諾福克公爵等眾人說了一會兒才開口道:“我發現大家的思路都進了一個誤區。好吧,現在我問問大家,如果要讓一個眼睛很好的人看不見東西,有那些手段?”
“蒙住他的眼睛。”
“挖掉他的眼睛。”
諾福克公爵搖了搖頭:“你們真是太沒有經驗了。想想他們是怎么弄瞎我們的眼睛的?除了蒙住和挖掉之外,他們還用了什么手段?”
大家沉默了。
諾福克公爵望著大家,搖了搖頭,又嘆了口氣:“還有一種辦法,就是用更強的光線來塞滿他的眼睛!就像登山的人,在雪山會出現雪盲一樣,那不是因為光線弱了看不見,而是因為光線太強了看不見。

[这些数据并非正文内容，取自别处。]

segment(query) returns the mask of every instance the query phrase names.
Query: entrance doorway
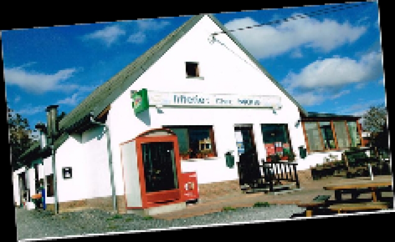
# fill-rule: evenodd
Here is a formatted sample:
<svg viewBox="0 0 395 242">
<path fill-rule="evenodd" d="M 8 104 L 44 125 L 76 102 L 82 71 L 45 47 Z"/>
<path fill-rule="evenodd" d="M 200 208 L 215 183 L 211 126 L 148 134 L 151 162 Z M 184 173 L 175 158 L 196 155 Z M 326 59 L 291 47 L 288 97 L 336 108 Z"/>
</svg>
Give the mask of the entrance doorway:
<svg viewBox="0 0 395 242">
<path fill-rule="evenodd" d="M 19 202 L 21 205 L 23 205 L 24 202 L 29 202 L 28 198 L 29 198 L 29 194 L 28 194 L 28 189 L 26 184 L 26 176 L 25 173 L 22 172 L 19 174 Z"/>
<path fill-rule="evenodd" d="M 172 142 L 141 144 L 146 192 L 178 188 Z"/>
<path fill-rule="evenodd" d="M 235 136 L 237 147 L 240 185 L 256 183 L 261 179 L 262 175 L 254 140 L 252 125 L 236 125 Z"/>
</svg>

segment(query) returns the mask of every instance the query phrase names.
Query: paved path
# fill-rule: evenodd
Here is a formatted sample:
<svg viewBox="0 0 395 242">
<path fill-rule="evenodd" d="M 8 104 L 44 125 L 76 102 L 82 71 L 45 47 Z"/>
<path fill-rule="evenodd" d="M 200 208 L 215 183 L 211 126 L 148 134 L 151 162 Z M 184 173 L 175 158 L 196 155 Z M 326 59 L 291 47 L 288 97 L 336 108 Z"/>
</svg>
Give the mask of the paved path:
<svg viewBox="0 0 395 242">
<path fill-rule="evenodd" d="M 392 180 L 391 176 L 380 176 L 389 180 Z M 224 207 L 250 207 L 255 203 L 268 202 L 270 204 L 298 204 L 312 201 L 313 199 L 319 195 L 330 195 L 330 200 L 335 198 L 334 191 L 326 191 L 323 187 L 332 182 L 350 182 L 352 180 L 360 179 L 345 178 L 338 177 L 324 177 L 320 180 L 306 179 L 301 181 L 301 190 L 294 191 L 290 193 L 279 195 L 265 194 L 263 192 L 254 194 L 243 194 L 239 191 L 230 192 L 226 196 L 210 198 L 204 198 L 200 203 L 189 205 L 186 209 L 181 211 L 163 213 L 154 216 L 154 217 L 167 220 L 176 218 L 187 218 L 200 215 L 222 210 Z M 348 195 L 344 195 L 345 199 L 351 198 Z M 360 198 L 368 199 L 371 195 L 362 194 Z"/>
</svg>

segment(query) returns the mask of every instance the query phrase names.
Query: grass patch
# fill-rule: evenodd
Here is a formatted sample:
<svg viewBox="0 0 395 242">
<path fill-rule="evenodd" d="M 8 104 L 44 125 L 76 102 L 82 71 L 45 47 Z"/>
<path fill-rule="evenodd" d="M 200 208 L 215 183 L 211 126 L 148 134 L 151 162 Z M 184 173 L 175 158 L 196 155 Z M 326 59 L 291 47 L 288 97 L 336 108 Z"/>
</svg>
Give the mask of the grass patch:
<svg viewBox="0 0 395 242">
<path fill-rule="evenodd" d="M 270 207 L 270 204 L 267 202 L 257 202 L 253 206 L 254 207 Z"/>
<path fill-rule="evenodd" d="M 111 221 L 114 220 L 114 219 L 119 219 L 119 218 L 122 218 L 122 216 L 119 214 L 116 214 L 112 217 L 106 218 L 106 220 L 107 221 Z"/>
<path fill-rule="evenodd" d="M 224 212 L 227 212 L 229 211 L 235 211 L 236 210 L 237 208 L 235 207 L 225 207 L 222 208 L 222 211 Z"/>
</svg>

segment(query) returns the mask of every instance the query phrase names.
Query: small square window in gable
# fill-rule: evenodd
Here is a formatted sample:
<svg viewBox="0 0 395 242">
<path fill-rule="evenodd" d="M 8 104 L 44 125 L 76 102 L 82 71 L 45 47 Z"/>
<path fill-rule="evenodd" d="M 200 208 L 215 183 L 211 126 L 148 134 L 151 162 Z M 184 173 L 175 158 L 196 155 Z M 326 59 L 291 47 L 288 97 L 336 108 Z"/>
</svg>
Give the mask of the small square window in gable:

我們在看看我們的敵人是如何致盲我們的吧,除了蒙眼睛——不讓我們看到一些事,挖眼睛——干掉一些我們的探子。他們還干了什么?他們利用我們的探子,給了我們一大堆沒用的情報,用這些噪音,震聾我們的耳朵,用這些這些亂七八糟的東西,刺瞎我們的眼睛。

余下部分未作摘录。